This is a certiorari proceeding to review assessments on seventy-three parcels of real property, made by the assessors of the town of North Elba, Essex county, for the tax year 1940. A motion was made at Special Term to dismiss the petition and quash the writ herein, chiefly on the ground that the petition did not contain a proper allegation of overvaluation. This motion was denied and permission was given to file an amended petition. From the order of denial the defendant assessors appeal.
The property in question was assessed in separate parcels for separate amounts. The original petition merely alleged as to overvaluation: “ Your petitioner further alleges that said assessments and each of them are erroneous by reason of overvaluation in that your petitioner’s property has been assessed on said roll at the sum of $784,950.00 which is more than the fair market *729value thereof, and that the amount of said overvaluation is the sum of $196,237.00 and that in your petitioner’s opinion the fair market value of said property for purposes of taxation on said roll is $588,713.00.”
The amended petition, assuming for the moment that an amendment was properly allowed, eliminated property assessed to the Lake Placid Club Educational Foundation but otherwise the form of the allegation of overvaluation remained the same, as may be seen from the following language: “ Your petitioner further alleges that said assessments and each of them are erroneous by reason of overvaluation in that your petitioner’s property has been assessed on said roll at the sum of $709,950.00 which is more than the fair market value thereof, and that the amount of said overvaluation is the sum of $177,487.50, and that in your petitioner’s opinion the fair market value of said property for purposes of taxation on said roll is $532,462.50.”
Both petitions grouped all parcels together and alleged a total overvaluation without any statement of excess to be distributed to each parcel. This was insufficient. The validity of one assessment is completely independent of the validity of any other. (People ex rel. Ward v. Sutton, 230 N. Y. 339.) In the case cited the petition was saved because it stated in effect that the assessments complained of were made at the rate of 133 per cent of the full market value of the properties. There is no similar allegation in either of the petitions in this proceeding. It is said in the opinion below: “ The failure to detail them separately would not seem to be a jurisdictional defect so long as the percentage of reduction sought is substantially stated.”
The term “ percentage ” is not used in the petitions involved here, and hence the court below can only have derived the idea envisaged from the use of this term by an arbitrary computation.
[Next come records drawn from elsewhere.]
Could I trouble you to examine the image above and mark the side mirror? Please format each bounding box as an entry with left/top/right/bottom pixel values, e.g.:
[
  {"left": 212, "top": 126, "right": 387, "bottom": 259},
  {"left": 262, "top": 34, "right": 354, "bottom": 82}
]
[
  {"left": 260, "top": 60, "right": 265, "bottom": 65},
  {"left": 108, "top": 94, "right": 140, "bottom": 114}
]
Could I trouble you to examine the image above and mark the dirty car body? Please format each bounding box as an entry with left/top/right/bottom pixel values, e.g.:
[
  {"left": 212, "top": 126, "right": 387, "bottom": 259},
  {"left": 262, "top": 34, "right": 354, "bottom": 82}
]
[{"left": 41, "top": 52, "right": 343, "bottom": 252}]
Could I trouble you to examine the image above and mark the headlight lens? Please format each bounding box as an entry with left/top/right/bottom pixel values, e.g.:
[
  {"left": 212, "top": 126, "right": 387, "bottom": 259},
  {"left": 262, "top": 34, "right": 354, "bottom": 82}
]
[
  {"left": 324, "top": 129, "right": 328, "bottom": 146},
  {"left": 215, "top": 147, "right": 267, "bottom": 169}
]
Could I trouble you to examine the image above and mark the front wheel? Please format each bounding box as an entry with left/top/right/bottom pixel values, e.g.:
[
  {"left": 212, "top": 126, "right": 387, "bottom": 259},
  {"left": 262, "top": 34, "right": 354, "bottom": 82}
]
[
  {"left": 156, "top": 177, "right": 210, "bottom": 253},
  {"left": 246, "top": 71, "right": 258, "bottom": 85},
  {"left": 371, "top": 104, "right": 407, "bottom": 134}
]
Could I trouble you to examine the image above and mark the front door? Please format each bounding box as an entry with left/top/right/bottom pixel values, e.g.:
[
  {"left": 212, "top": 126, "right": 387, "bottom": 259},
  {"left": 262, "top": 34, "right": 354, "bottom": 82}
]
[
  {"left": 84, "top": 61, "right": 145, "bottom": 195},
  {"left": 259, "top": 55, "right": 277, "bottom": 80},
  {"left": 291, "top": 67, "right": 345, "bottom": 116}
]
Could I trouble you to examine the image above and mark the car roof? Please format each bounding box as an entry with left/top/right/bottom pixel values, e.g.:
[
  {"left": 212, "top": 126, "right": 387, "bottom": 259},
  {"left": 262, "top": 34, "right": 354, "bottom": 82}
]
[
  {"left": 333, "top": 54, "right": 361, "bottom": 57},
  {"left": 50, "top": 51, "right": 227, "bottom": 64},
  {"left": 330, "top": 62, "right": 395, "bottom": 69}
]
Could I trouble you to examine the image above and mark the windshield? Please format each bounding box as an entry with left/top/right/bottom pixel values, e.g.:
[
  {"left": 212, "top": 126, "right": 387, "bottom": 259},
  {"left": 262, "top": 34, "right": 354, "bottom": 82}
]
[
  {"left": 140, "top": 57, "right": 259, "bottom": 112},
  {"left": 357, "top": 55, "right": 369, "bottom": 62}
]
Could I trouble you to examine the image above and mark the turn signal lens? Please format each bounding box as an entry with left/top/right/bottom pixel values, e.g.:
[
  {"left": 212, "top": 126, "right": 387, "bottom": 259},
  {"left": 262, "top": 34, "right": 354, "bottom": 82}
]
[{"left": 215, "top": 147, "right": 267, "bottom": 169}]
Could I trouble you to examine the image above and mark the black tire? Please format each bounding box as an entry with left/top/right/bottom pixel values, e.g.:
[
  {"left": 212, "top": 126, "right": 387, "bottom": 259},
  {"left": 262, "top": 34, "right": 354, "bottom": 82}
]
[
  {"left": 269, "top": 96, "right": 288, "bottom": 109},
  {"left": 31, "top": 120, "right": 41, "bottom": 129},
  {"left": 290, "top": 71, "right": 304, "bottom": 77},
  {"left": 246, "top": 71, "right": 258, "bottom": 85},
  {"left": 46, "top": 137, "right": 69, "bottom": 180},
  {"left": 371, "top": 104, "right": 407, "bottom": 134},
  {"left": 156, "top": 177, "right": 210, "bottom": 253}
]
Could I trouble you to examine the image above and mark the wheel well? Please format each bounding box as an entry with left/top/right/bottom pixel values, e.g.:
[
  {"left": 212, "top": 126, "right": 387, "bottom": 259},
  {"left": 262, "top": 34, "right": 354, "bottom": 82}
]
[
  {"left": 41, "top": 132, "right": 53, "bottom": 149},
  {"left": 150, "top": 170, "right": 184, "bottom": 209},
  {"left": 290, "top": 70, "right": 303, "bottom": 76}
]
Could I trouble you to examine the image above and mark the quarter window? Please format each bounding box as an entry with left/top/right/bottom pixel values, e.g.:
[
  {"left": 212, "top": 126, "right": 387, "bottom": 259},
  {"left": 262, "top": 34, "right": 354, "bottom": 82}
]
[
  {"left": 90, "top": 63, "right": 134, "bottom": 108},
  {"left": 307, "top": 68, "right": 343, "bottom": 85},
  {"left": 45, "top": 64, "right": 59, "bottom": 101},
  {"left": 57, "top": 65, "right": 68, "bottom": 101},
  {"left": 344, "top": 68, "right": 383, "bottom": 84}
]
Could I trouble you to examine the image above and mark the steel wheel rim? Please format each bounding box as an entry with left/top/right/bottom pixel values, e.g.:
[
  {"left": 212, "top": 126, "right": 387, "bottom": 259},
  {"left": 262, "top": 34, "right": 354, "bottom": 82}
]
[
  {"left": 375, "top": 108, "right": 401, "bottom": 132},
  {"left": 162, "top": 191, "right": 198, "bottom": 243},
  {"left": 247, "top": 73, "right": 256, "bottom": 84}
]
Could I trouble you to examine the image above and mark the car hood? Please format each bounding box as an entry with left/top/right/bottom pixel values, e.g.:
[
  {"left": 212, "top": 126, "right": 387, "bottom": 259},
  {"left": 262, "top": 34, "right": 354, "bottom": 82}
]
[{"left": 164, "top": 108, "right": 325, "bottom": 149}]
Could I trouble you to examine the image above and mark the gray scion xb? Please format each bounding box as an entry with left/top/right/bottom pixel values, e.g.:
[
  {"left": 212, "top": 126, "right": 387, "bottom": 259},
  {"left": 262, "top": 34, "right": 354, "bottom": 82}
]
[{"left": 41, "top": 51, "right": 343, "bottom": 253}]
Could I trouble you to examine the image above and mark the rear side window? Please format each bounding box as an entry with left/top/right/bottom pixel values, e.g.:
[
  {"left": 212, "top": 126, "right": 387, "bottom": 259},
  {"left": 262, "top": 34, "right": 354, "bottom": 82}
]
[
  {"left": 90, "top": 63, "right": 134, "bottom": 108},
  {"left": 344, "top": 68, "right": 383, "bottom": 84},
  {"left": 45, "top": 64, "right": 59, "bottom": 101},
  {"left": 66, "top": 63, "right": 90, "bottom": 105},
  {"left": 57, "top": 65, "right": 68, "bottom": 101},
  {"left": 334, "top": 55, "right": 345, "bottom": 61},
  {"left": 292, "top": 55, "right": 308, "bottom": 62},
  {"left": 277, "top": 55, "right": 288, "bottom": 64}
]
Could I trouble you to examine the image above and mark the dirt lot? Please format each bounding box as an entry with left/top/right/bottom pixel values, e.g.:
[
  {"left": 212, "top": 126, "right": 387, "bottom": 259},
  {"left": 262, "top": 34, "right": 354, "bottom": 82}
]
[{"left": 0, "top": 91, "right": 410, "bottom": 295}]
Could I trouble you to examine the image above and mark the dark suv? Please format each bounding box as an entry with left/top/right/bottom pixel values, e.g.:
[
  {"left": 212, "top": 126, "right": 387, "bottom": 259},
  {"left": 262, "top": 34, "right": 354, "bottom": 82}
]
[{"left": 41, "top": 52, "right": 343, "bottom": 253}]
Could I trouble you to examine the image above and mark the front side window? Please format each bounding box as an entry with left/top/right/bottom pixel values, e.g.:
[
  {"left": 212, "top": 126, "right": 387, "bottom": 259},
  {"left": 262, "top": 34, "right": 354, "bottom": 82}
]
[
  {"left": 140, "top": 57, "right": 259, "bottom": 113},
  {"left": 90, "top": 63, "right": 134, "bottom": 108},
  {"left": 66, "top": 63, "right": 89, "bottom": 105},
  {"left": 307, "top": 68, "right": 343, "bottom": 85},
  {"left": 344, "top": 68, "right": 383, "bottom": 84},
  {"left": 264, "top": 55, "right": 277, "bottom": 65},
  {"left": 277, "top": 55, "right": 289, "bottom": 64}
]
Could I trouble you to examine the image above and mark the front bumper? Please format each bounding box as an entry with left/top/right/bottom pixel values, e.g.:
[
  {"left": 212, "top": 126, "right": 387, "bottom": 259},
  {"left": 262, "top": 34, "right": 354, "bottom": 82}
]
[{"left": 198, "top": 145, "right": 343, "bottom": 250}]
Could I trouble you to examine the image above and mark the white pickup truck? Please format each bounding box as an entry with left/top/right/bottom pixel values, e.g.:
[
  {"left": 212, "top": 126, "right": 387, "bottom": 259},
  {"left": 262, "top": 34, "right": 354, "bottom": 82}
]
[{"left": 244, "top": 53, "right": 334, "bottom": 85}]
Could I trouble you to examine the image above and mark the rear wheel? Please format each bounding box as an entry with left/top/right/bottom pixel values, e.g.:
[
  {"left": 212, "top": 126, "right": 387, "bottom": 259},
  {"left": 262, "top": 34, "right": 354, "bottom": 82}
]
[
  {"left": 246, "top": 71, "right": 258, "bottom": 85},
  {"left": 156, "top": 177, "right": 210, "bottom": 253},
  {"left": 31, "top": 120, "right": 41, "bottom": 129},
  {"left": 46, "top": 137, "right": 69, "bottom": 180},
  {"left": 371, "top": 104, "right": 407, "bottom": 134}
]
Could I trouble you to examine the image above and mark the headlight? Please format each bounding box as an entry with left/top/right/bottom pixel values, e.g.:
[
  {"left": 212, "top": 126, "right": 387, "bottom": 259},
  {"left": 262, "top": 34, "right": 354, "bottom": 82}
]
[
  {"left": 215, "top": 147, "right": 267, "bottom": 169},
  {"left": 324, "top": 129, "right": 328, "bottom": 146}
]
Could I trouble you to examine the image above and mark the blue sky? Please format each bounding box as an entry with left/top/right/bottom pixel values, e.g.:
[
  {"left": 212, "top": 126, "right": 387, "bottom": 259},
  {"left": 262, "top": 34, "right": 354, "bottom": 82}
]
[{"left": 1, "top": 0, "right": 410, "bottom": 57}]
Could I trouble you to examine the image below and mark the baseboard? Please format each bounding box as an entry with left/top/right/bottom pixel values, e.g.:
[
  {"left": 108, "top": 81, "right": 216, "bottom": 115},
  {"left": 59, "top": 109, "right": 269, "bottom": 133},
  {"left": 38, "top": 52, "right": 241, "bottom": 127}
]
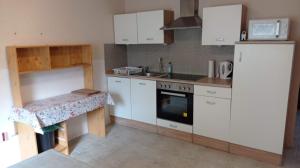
[
  {"left": 193, "top": 134, "right": 229, "bottom": 152},
  {"left": 157, "top": 126, "right": 193, "bottom": 142},
  {"left": 110, "top": 116, "right": 157, "bottom": 134},
  {"left": 229, "top": 144, "right": 282, "bottom": 166}
]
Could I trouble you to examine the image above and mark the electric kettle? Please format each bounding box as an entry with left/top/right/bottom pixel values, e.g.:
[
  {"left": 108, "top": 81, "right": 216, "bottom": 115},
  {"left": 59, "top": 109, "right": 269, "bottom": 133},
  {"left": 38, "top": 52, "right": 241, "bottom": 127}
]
[{"left": 219, "top": 61, "right": 233, "bottom": 80}]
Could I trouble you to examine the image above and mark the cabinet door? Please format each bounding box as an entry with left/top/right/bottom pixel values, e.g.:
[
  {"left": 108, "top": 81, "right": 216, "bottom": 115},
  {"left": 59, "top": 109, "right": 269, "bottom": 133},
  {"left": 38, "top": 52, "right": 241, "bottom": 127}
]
[
  {"left": 108, "top": 77, "right": 131, "bottom": 119},
  {"left": 202, "top": 5, "right": 243, "bottom": 45},
  {"left": 114, "top": 13, "right": 138, "bottom": 44},
  {"left": 231, "top": 44, "right": 294, "bottom": 154},
  {"left": 137, "top": 10, "right": 164, "bottom": 44},
  {"left": 193, "top": 96, "right": 231, "bottom": 141},
  {"left": 131, "top": 79, "right": 156, "bottom": 124}
]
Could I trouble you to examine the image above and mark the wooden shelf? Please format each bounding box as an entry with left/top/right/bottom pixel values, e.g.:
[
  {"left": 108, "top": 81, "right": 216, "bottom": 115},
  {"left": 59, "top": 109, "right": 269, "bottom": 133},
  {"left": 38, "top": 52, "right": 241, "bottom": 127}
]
[
  {"left": 8, "top": 44, "right": 92, "bottom": 74},
  {"left": 16, "top": 47, "right": 51, "bottom": 73}
]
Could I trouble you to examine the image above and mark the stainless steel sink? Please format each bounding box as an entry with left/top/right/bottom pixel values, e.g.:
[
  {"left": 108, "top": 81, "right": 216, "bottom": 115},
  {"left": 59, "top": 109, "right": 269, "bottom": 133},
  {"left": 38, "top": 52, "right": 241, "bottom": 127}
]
[{"left": 135, "top": 72, "right": 167, "bottom": 78}]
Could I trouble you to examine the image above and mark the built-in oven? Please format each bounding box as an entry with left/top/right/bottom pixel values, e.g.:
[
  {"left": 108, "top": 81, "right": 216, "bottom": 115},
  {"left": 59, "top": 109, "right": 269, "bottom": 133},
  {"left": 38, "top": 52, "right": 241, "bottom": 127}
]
[{"left": 157, "top": 81, "right": 194, "bottom": 125}]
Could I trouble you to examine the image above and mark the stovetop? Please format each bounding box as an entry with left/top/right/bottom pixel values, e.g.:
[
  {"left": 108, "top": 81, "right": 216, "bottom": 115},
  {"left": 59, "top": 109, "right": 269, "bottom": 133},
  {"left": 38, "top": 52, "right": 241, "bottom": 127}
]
[{"left": 161, "top": 73, "right": 205, "bottom": 82}]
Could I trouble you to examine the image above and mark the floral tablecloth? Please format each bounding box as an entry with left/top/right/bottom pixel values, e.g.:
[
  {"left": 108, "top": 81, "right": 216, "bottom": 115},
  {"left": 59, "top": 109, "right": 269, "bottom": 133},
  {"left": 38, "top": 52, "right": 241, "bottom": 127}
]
[{"left": 9, "top": 92, "right": 114, "bottom": 134}]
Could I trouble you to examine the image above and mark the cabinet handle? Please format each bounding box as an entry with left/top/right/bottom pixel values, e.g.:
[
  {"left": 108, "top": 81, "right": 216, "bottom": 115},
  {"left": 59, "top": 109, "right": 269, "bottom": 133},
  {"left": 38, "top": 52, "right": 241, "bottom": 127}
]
[
  {"left": 216, "top": 37, "right": 225, "bottom": 42},
  {"left": 138, "top": 82, "right": 146, "bottom": 86},
  {"left": 115, "top": 80, "right": 121, "bottom": 83},
  {"left": 146, "top": 38, "right": 154, "bottom": 41},
  {"left": 122, "top": 38, "right": 129, "bottom": 41},
  {"left": 169, "top": 124, "right": 178, "bottom": 128},
  {"left": 206, "top": 90, "right": 216, "bottom": 94},
  {"left": 239, "top": 52, "right": 242, "bottom": 63},
  {"left": 206, "top": 101, "right": 216, "bottom": 105}
]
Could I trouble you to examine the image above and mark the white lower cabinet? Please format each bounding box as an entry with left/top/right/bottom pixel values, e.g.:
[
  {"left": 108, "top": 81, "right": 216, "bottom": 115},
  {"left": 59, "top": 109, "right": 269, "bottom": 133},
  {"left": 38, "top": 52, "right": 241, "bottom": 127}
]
[
  {"left": 131, "top": 79, "right": 156, "bottom": 125},
  {"left": 193, "top": 86, "right": 231, "bottom": 142},
  {"left": 107, "top": 77, "right": 132, "bottom": 119}
]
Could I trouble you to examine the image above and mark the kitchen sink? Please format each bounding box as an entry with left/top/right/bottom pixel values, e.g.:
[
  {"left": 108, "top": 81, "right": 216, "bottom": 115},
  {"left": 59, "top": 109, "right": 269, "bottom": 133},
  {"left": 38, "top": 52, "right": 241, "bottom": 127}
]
[{"left": 135, "top": 72, "right": 167, "bottom": 78}]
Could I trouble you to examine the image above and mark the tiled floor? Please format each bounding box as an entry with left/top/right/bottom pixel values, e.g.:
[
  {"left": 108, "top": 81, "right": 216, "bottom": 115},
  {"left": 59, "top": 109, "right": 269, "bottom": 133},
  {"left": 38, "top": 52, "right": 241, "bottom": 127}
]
[{"left": 70, "top": 114, "right": 300, "bottom": 168}]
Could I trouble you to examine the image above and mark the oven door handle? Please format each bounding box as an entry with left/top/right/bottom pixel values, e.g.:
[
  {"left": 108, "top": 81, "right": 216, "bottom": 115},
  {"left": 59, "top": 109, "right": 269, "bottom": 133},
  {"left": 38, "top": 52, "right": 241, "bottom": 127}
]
[{"left": 161, "top": 91, "right": 186, "bottom": 98}]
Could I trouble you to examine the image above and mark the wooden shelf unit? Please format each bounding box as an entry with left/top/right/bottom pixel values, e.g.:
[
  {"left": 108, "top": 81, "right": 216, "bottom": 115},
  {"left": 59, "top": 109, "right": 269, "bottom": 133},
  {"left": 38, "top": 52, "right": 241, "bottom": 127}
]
[
  {"left": 12, "top": 45, "right": 92, "bottom": 74},
  {"left": 7, "top": 44, "right": 106, "bottom": 160}
]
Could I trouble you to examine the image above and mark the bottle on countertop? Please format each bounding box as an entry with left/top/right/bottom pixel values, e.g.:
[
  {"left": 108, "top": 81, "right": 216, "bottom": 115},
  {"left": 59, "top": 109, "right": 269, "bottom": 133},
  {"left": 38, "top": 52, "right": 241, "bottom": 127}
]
[{"left": 167, "top": 62, "right": 173, "bottom": 74}]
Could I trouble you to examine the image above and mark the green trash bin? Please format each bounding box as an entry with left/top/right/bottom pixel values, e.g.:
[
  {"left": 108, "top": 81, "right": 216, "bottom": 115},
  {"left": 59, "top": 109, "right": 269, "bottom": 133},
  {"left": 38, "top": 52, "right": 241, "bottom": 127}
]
[{"left": 36, "top": 124, "right": 60, "bottom": 153}]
Such a computation, however, could have been made in the Sutton case, and yet it was held there that only the further allegation to the effect that assessments were made at the rate of 133 per cent of the full market value saved the petition. If a computation alone was not available to uphold the petition in that case then it can hardly be used for that purpose here.
The defect noted has been called an irregularity. (People ex rel. City of New York v. Keeler, 237 N. Y. 332, 335.) The question arises as to whether another amendment may be permitted. Doubtless under the strict rules of our former practice such a procedure would have been highly questionable, but a far more liberal view is now taken. (People ex rel. Di Leo v. Edwards, 247 App. Div. 331.) A petition for a certiorari order under the Tax Law is regarded *730as akin to a complaint in an action, and amendable on motion. The Tax Law itself is regarded as remedial in character, and should be liberally construed to the end that a taxpayer’s right to have his assessments reviewed should not be defeated by a technicality. (.People ex rel. Denney v. Clark, 257 App. Div. 905.) We think, therefore, that the petition may again be amended, and in view of this determination we are not required to pass upon any other question.
The order should be reversed on the law, with costs, and both petitions dismissed, with leave, however, to the respondent to serve an amended petition within five days after the entry of an order herein and upon the payment of twenty-five dollars costs; the appellants to file their return within ten days thereafter.
Hill, P. J., Bliss and Heffernan, JJ., concur; Schenck, J., dissents in part in an opinion.